NYPD brass defends mayor’s gun plan

NYPD Commissioner Keechant Sewell (center) defended Mayor Eric Adams’ anti-gun violence plan to members of the City Council’s Committee on Public Safety on Wednesday, March 30, 2022. AP file photo by Brittainy Newman

By Jacob Kaye

City officials appearing before members of the City Council defended Mayor Eric Adams’ plan to combat gun violence throughout the five boroughs Wednesday.

Adams’ Blueprint to End Gun Violence was at the center of the hearing hosted by the council’s Committee on Public Safety Wednesday morning. The plan, which touches nearly every aspect of the criminal justice system, has been criticized by a number of councilmembers in the months since the mayor first introduced it. That criticism was apparent during Wednesday’s hearing, which, at times, was a tense affair.

NYPD Commissioner Keechant Sewell, a Queens native, Deputy Mayor for Public Safety Philip Banks and Deanna Logan, the director of the Mayor’s Office of Criminal Justice defended the plan, telling councilmembers its balanced approach will take guns off the streets and keep New Yorkers’ civil liberties intact.
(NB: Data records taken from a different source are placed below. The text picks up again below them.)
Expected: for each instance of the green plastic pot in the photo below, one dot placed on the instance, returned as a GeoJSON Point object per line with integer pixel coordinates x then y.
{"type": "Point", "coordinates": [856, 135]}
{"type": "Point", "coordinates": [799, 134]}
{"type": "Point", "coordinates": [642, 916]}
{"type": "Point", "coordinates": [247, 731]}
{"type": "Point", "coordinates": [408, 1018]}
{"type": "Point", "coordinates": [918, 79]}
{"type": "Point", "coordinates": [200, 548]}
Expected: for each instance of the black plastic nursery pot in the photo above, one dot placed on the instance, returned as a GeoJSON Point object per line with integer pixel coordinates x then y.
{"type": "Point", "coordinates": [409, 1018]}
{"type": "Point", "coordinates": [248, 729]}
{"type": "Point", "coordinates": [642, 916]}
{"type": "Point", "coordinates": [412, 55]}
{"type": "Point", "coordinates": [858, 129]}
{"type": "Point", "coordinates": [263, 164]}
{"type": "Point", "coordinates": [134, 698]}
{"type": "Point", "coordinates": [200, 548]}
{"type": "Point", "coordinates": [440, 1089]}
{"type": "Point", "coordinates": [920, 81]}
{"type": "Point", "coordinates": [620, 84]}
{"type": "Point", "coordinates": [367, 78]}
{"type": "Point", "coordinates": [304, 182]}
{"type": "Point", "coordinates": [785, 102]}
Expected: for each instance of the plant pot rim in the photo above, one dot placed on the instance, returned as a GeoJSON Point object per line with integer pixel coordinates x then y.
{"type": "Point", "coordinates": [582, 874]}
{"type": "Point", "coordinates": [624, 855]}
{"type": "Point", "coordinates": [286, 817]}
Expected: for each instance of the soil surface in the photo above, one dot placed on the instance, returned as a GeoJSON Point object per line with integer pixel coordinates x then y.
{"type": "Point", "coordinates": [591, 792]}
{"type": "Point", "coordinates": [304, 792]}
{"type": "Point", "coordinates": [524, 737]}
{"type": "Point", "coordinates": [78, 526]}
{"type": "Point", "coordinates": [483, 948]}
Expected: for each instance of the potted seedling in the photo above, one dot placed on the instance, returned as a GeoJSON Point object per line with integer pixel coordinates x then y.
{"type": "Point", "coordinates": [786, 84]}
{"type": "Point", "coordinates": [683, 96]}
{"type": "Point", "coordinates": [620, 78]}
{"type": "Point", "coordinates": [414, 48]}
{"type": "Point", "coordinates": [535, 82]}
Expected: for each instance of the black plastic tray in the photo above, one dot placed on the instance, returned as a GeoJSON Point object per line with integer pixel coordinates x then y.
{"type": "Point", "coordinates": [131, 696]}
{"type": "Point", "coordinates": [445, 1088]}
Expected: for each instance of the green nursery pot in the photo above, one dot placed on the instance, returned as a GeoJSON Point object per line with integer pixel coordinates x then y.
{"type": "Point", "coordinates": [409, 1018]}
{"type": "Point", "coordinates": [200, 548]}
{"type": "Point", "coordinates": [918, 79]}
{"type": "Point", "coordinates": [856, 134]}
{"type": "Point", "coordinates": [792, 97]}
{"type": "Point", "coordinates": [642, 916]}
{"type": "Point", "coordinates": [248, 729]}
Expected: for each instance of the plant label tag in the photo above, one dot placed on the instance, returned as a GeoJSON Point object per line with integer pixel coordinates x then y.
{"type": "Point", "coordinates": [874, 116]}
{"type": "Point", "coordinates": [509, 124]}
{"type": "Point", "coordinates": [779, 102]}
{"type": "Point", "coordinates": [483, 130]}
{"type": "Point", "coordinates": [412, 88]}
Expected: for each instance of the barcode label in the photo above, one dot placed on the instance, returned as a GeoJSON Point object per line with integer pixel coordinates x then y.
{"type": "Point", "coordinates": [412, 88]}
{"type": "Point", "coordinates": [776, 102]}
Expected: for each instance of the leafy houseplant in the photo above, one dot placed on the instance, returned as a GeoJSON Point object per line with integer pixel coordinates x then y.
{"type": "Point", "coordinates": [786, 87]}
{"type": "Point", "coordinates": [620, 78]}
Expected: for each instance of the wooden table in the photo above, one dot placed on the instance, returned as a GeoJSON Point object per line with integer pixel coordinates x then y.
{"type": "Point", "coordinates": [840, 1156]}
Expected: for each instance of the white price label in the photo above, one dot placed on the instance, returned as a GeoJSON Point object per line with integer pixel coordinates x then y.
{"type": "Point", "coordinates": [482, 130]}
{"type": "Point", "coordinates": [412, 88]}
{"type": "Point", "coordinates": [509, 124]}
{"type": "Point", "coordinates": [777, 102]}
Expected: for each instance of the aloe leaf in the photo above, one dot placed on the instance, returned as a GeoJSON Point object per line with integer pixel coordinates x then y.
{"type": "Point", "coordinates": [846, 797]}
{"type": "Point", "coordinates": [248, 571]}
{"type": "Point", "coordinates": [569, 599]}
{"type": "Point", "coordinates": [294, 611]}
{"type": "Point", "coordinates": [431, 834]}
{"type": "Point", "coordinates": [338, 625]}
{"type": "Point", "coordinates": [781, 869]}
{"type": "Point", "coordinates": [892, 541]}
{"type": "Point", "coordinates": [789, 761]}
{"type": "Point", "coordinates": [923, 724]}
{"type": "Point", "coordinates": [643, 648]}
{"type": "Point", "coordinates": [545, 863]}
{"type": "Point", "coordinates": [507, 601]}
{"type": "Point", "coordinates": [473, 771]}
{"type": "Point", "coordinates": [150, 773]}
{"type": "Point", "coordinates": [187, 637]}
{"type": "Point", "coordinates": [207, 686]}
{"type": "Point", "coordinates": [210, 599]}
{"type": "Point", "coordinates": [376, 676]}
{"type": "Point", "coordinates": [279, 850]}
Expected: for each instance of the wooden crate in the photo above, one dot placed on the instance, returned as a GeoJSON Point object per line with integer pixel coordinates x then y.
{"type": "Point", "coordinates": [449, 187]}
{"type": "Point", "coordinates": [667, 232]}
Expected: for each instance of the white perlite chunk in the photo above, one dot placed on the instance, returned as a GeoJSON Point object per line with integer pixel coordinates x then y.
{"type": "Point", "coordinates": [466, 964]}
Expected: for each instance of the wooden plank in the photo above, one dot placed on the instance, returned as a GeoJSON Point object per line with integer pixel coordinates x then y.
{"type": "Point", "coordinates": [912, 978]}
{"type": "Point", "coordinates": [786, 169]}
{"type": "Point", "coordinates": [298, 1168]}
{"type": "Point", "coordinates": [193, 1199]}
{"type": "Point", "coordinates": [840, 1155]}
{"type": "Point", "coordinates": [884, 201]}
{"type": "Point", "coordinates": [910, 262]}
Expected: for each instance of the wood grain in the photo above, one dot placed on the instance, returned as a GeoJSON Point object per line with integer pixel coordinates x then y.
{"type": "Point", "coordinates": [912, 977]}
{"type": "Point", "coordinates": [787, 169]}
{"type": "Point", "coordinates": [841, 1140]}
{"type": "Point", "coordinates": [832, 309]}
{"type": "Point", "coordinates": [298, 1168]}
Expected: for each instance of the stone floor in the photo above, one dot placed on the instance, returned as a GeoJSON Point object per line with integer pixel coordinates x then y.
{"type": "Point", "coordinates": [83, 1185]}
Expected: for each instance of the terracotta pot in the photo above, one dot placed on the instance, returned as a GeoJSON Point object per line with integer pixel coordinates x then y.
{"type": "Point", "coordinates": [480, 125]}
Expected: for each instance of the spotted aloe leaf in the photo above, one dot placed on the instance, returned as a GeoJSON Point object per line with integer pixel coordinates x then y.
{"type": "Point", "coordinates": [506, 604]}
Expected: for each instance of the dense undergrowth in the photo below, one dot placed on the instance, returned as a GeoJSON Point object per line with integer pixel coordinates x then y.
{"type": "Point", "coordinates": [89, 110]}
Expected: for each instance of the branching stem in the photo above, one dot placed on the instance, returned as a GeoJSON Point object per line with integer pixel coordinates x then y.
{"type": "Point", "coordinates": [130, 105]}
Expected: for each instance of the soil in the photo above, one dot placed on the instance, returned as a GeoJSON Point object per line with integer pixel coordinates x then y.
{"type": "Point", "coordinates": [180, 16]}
“We are identifying, targeting, arresting and building strong prosecutions against gun carriers and trigger pullers in our city,” Sewell said. “But the NYPD's commitment to keeping this city safe is not built simply on arrests and incarceration. In fact, considerable focus and significant resources are dedicated to preemption and prevention as an alternative to enforcement.”

But a handful of councilmembers have yet to be convinced, with several progressive members of the body claiming that the Adams administration and the NYPD are relying on old policing tactics that the city moved away from in the past decade because of claims of civil violations and ineffectiveness.

Queens Councilmember Tiffany Caban, who ran for office on a pledge to divert funds from the NYPD, and Brooklyn Chi Ossé both got into verbal spats with Sewell during the hearing.

At one point, Caban asked NYPD brass about the data they relied on when deciding to create their recently rolled out neighborhood safety teams, an offshoot of the NYPD’s now-defunct anti-crime unit that was disbanded in 2020 amid racial justice protests and which accounted for a disproportionate amount of police killings. When Sewell told the councilmember that she would not provide the data but would discuss it with her at a later date, Caban accused the NYPD of ignoring the question.

“We’re not ignoring you, you want the answer to come, how you want the answer to come,” Banks said.

Caban responded by asking that they “provide the research” and “tell the public what you're relying on to make these really impactful important decisions that affect predominantly Black and brown, low-income New Yorkers.”

“I'm asking you to pass along the information you use to make these really consequential decisions,” she said. “And I have not gotten an answer as to whether or not you will do that and the lack of willingness for transparency is deeply deeply concerning.”

Adams introduced the anti-gun violence in plan in January, following the shooting deaths of two young NYPD officers. In addition to the neighborhood safety teams, which have been rolled out in several Queens precincts, the plan included putting more officers on the street, bringing more technology to the NYPD to identify people suspected of gun violence and increasing funding for community–based violence interrupters.

Several councilmembers questioned Banks and Sewell on the types of technology the NYPD is looking to expand, noting that facial recognition software has, in some cases, shown racial bias.

“The mayor is very big on looking and exploring technology as a way to fight crime,” Banks said. “No decision has been made at all on what device we're going to use, he has just asked us to explore and to look collectively and intensively into what can make New York City as safe as we possibly can, of course, constitutionally and being fair and being open.”

The Blueprint to End Gun Violence also laid out a number of policy proposals, including rolling back the bail reform laws and Raise the Age legislation, which makes it so 16- and 17-year-olds are tried as minors instead of as adults, as they were prior to the passage of the law.

While support for the policy requests, which can only be changed by state lawmakers, was waning when they were first introduced, Governor Kathy Hochul and Lt. Governor Brian Benjamin recently began circulating plans to work the changes into the state’s budget due April 1.

The effort to influence lawmakers ahead of the budget was furthered this week when Sewell made a trip to Albany to speak with senators and assemblymembers about giving judges the discretion to issue bail based on a defendant's perceived dangerousness to the community, the New York Post reported.